Westminster Agencies, Ltd. v. Dynamic Associates / Legal Access Technologies, Inc. (Nev. Dist. Ct.). A creditor action on the shell’s promissory note — it resolved in a $276,955 judgment for repayment of principal, the obligation later carried on the company’s books as convertible notes and accrued interest. What makes it useful is not its cause of action but its timing: it is the earliest court record fixing who controlled the Dynamic vehicle, on the eve of the reverse merger that became LATI.
- What the complaint actually pleads. A straight debt claim — non-payment of the Dynamic / LATI promissory note to Westminster — reduced to a $276,955 judgment on the principal, with roughly $270K of note-and-interest left on the balance sheet. No securities-fraud or Medicare count appears in this pleading; its value is that it puts the shell’s control and insolvency on the court record.
- The entity behind it — a blank-check securities vehicle. Dynamic Associates (CIK 0000878146) was an SIC 6770 blank-check shell: no operations, existing to issue unregistered stock. In the same window the note went unpaid, insiders ran $8.6M of debt-to-equity conversions and the 153:1 reverse split that handed the Cane family bloc 91.6% of the float — the securities-fraud machinery this complaint sits on top of.
- The medical / federal-funds veneer. The shell’s commercial cover was MW Medical’s Genesis Health Management subsidiary and its $49.3M in Medicare revenue — operating narrative for the SEC filings and credibility for the shell, layered over a vehicle whose real output was free-trading stock drawn from a federal-healthcare revenue story.
- Why it matters here. The note default fixes who held Dynamic before the offshore dump began. The securities-fraud and Medicare facts above are the entity’s documented conduct from the SEC record — context for the defendant, not counts charged in this particular complaint.
Timeline
- 29 Dec 1995Tele-Lawyer, Inc. (NV C23375-1995) incorporated; Cane sole officer; stock issued to herself and family outside SEC scrutiny — a private stock-accumulation vehicle.
- 1996–2001Dynamic Associates, Inc. (CIK 0000878146), a SIC 6770 blank-check shell, raises a claimed $30M as the primary unregistered-securities issuance vehicle.
- 11 Mar 1998MW Medical, Inc. (CIK 0001059577) spun out via 1:1 share distribution mirroring the Dynamic register; Wallace President/CEO/Director; Cane signs as “Michael A. Cane.”

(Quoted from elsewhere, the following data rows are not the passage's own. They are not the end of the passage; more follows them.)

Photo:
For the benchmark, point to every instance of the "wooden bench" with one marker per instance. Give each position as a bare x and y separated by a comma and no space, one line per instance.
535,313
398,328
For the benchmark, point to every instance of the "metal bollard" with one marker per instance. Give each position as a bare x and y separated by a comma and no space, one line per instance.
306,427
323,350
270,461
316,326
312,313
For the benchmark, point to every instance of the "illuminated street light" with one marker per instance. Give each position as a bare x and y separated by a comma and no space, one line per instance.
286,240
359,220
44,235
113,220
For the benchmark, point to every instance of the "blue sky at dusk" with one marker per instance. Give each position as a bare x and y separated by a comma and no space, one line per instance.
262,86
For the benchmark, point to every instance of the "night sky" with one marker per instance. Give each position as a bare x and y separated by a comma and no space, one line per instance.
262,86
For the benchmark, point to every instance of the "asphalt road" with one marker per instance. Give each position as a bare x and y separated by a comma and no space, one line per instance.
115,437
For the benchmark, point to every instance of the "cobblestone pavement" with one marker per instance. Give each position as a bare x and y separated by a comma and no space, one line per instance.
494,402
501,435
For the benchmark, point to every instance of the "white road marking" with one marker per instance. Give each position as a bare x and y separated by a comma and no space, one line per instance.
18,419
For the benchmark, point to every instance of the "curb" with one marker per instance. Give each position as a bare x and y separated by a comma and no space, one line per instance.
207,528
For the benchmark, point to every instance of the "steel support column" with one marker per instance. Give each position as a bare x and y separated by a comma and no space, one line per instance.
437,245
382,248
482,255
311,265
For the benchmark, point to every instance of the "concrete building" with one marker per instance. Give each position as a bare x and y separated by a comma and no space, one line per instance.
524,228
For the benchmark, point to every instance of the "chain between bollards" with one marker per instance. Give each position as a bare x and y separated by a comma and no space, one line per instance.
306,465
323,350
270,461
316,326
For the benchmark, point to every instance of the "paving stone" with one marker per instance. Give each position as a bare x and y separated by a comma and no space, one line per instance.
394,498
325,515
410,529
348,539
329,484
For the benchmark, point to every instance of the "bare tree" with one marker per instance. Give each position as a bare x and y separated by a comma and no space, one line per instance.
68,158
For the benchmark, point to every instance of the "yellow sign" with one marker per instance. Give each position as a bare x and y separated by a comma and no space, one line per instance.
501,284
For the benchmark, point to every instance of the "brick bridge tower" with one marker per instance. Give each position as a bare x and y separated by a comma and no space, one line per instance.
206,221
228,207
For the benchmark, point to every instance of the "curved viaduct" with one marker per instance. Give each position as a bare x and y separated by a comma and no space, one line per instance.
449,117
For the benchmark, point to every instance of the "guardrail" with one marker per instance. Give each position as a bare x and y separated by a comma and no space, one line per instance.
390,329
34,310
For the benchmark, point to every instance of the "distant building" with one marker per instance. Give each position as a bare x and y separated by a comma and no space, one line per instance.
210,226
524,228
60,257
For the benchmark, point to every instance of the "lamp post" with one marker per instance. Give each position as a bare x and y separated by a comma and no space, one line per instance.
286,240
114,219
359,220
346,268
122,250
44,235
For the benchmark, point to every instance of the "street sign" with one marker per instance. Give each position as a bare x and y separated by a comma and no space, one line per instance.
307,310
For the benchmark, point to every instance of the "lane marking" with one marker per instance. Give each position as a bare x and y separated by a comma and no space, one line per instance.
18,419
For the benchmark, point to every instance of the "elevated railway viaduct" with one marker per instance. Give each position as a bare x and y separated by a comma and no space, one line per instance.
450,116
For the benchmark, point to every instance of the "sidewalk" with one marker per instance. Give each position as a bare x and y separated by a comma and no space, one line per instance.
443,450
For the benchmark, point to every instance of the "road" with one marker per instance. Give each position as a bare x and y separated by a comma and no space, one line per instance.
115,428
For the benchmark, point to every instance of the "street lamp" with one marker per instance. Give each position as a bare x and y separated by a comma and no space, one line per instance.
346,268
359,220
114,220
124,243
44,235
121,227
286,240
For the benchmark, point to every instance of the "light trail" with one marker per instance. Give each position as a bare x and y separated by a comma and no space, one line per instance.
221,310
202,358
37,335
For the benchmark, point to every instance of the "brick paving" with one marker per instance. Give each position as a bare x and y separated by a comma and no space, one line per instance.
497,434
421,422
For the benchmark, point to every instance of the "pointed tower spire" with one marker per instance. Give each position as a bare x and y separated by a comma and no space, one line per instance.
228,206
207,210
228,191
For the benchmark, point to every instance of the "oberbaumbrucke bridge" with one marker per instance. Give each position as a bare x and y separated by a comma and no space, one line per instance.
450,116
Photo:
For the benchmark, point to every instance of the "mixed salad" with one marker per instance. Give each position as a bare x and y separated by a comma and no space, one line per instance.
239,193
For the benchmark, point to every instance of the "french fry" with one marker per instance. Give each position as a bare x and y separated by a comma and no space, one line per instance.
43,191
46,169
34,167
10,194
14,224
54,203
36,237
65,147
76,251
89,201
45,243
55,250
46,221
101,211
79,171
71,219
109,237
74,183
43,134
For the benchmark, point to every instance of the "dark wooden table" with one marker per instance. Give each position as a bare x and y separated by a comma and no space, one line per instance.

- Jan–Jun 2001Documented debt-to-equity conversions for Dynamic Associates total $8,599,085 — the same window as the reverse merger and family-bloc 13G filings.
- 12 Jun 2001Tele-Lawyer reverse-merges into Dynamic Associates; a 153:1 reverse split wipes out 99.35% of the float; 5,354,997 shares (91.6%) land with Tele-Lawyer holders; entity renamed LATI; CIK 0000878146 travels intact.
- 18 Jun 2001Five Schedule 13G filings land in one day — Cane 48.7% (below the 50% control threshold), plus Shirley Cane and the Mekelburg bloc = 85.7% coordinated family control, never filed as a Section 13(d) group.
- 2007–2012The same insider register travels into MW Medical → Davi Skin; ~$9.8M in fraudulent stock sales before the SEC revokes Davi Skin's registration in August 2012.
Named parties
- Kyleen (“Michael A.”) Cane (sole officer Tele-Lawyer; 48.7% reported / 85.7% actual family bloc)
- Jan Wallace (MW Medical President/CEO/Director; “debt settlement” shares on resignation)
- Shirley Cane & the Mekelburg bloc (separately-filed 13G holders completing the 85.7%)
- Grace Sim (co-conspirator; debt-settlement exit shares)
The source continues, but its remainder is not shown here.